En el deporte solemos hablar de competir, superarse y ganar. Pero hay una habilidad que lo hace verdaderamente educativo: la empatía. La capacidad de ponerse en el lugar del otro —compañero, rival, entrenador o árbitro— no solo mejora el clima del equipo, sino que forma personas con carácter, capaces de convivir, liderar y aprender juntos.

La empatía hace mejores deportistas porque fortalece los vínculos. Un equipo en el que los jugadores se sienten comprendidos rinde más, gestiona mejor los errores y encaja mejor las derrotas. Y hace mejores personas porque enseña a mirar más allá de uno mismo, a entender emociones ajenas y a responder con respeto.

 

El entrenador Pep Guardiola lo expresó con claridad: “No se trata solo de tácticas. Se trata de personas. Si no entiendes a la persona, no puedes sacar lo mejor del jugador.”

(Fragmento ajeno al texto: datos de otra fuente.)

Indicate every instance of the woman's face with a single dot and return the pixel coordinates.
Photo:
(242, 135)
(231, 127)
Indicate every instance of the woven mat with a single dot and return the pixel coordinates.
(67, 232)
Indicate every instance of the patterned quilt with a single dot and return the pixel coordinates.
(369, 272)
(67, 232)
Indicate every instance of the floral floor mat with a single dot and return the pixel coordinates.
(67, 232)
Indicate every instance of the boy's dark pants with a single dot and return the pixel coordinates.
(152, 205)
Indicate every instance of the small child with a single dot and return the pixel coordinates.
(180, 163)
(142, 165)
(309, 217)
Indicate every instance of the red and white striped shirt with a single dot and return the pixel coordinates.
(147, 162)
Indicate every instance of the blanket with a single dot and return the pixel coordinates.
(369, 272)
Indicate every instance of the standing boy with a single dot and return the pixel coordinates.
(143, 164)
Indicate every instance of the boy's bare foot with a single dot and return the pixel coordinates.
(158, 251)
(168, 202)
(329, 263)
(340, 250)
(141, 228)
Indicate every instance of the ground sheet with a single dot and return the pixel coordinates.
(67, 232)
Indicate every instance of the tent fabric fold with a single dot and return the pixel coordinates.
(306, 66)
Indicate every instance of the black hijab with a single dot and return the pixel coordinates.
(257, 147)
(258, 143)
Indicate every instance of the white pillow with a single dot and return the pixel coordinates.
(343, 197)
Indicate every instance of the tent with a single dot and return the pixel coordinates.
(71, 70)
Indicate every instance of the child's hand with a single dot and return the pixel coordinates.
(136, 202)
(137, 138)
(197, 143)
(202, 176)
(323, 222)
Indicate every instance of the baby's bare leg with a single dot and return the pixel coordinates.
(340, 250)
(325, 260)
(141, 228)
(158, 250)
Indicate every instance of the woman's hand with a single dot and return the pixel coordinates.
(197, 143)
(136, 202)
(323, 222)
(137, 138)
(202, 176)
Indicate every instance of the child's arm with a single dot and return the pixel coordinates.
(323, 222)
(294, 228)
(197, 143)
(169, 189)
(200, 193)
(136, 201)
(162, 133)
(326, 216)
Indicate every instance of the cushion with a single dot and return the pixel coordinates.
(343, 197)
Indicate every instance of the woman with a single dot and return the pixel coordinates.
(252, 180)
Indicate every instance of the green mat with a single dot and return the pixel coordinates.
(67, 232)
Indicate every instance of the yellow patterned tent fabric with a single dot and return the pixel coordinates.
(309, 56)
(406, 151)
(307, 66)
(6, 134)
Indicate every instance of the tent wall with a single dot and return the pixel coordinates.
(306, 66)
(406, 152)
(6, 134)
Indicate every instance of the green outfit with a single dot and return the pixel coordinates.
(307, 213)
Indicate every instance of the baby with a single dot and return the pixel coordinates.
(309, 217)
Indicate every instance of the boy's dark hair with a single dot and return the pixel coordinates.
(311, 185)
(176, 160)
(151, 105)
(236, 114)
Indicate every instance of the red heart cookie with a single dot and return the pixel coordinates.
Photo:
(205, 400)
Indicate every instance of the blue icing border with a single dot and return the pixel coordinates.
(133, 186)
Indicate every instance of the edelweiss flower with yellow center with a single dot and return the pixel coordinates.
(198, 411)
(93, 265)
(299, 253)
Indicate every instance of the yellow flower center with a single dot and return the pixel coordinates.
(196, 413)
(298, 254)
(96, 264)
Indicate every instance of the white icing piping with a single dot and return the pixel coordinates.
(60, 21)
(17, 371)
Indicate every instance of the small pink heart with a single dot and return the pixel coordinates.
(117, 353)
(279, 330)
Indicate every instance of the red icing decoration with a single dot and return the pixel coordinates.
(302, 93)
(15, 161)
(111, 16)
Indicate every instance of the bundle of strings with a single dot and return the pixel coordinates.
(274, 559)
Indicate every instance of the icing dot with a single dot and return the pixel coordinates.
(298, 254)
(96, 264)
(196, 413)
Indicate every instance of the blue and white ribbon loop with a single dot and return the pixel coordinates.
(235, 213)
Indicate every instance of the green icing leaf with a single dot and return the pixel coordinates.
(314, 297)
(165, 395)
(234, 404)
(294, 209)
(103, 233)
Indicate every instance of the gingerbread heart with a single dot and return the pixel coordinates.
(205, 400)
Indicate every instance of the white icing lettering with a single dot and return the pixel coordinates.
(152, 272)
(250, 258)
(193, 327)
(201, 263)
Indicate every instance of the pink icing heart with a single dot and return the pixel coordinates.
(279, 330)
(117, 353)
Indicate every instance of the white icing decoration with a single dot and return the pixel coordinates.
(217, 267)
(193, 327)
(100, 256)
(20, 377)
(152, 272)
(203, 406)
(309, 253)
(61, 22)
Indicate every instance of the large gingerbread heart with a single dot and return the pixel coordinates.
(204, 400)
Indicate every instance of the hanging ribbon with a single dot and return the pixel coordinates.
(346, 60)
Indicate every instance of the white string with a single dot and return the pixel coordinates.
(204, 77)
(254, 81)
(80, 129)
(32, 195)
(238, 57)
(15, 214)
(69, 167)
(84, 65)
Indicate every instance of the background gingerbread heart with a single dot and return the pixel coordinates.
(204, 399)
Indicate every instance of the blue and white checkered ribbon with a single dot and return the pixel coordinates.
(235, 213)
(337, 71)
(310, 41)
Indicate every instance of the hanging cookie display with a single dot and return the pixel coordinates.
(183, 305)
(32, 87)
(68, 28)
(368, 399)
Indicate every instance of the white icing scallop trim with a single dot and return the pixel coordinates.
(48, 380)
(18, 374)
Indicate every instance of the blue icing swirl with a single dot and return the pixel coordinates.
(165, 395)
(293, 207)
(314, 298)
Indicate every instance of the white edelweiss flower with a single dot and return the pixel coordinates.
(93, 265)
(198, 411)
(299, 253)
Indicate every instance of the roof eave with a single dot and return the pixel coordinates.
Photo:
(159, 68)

Guardiola es conocido por interesarse genuinamente por cómo están sus jugadores fuera del campo, convencido de que el rendimiento nace del bienestar.

Y Pau Gasol ha contado en varias ocasiones cómo, entre vestuarios profesionales, aprendió que escuchar a un compañero que pasa un mal momento puede ser tan importante como dar una asistencia. En sus palabras: “Un equipo no se construye solo con talento, sino con personas que se cuidan.”
Ese cuidado mutuo es empatía en acción.

¿Cómo vivir la empatía en el día a día del deporte?

Para los entrenadores, la empatía empieza por escuchar bien a los deportistas. Entender que no todos los deportistas reaccionan igual ante una corrección, una convocatoria o una derrota. Preguntar, observar y adaptar el mensaje es clave.

Un entrenador empático no reduce la exigencia, pero sí cambia la forma de acompañar. Reconoce el esfuerzo, entiende los momentos personales de cada deportista y crea un entorno seguro en el que el error pueda ser parte del aprendizaje.

Para los deportistas, la empatía se entrena cuando aprenden a apoyar a un compañero que ha fallado, o a celebrar el éxito ajeno sin envidia y a respetar al rival como alguien que también se esfuerza y que le da la ocasión de poder jugar. Entender que detrás de cada gesto hay emociones ayuda a controlar impulsos y a construir un equipo más fuerte y unido.

Los padres tienen un papel fundamental. La empatía se refuerza cuando ayudan a sus hijos a ponerse en el lugar del otro: del compañero que juega menos, del entrenador que toma decisiones difíciles o incluso del árbitro, que puede equivocarse. El ejemplo en la grada y en casa educa tanto como cualquier entrenamiento.

La empatía forma el carácter porque enseña humanidad en un contexto exigente. Un deportista empático no solo compite mejor: aprende a convivir, a liderar y a respetar. Y eso, es una victoria que dura toda la vida.